Between pond and sheepbarn, by maples and watery birches,  
Rebecca paces a double line of rust
in a sandy trench, striding on black
creosoted eight-by-eights.
                                      In nineteen-forty-three,
wartrains skidded tanks,
airframes, dynamos, searchlights, and troops
to Montreal. She counted cars
from the stopped hayrack at the endless crossing:  
ninety-nine, one hundred; and her grandfather Ben’s  
voice shaking with rage and oratory told
how the mighty Boston and Maine
kept the Statehouse in its pocket.
                                                  Today Rebecca walks  
a line that vanishes, in solitude
bypassed by wars and commerce. She remembers the story  
of the bunting’d day her great-great—great—
grandmother watched the first train roll and smoke  
from Potter Place to Gale
with fireworks, cider, and speeches. Then the long rail  
drove west, buzzing and humming; the hive of rolling stock  
extended a thousand-car’d perspective
from Ohio to Oregon, where men who left stone farms  
rode rails toward gold.
                                 On this blue day she walks  
under a high jet’s glint of swooped aluminum pulling  
its feathery contrail westward. She sees ahead  
how the jet dies into junk, and highway wastes  
like railroad. Beside her the old creation retires,  
hayrack sunk like a rowboat
under its fields of hay.

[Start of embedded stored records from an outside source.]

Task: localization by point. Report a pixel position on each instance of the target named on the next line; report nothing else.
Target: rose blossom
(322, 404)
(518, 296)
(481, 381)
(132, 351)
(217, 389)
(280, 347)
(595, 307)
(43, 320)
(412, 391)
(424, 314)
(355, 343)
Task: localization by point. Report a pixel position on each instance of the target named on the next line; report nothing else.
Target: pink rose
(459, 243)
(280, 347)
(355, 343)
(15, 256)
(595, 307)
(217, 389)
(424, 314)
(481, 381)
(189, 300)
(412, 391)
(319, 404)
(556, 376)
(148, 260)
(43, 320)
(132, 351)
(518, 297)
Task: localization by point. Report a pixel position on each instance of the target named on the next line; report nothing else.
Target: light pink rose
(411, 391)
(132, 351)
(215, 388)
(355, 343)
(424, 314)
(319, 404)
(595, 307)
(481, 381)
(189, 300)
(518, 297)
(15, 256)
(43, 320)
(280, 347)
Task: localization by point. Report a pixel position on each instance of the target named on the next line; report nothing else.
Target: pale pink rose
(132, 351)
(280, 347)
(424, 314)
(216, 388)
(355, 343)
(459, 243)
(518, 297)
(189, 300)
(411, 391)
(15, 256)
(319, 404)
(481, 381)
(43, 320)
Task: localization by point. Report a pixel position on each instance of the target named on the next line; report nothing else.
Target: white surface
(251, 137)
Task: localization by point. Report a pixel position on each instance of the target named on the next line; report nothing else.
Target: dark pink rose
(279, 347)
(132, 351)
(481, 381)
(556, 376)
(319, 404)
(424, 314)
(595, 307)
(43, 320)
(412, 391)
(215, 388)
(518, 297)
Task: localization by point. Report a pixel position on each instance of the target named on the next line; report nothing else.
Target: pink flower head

She closes her eyes
to glimpse the vertical track that rises
from the underworld of graves,
soul’s ascension connecting dead to unborn, rails  
that hum with a hymn of continual vanishing  
where tracks cross.
                           For she opens her eyes to read  
on a solitary gravestone next to the rails
the familiar names of Ruth and Matthew Bott, born  
in a Norfolk parish, who ventured
the immigrant’s passionate Exodus westward to labor  
on their own land. Here love builds
its mortal house, where today’s wind carries  
a double scent of heaven and cut hay.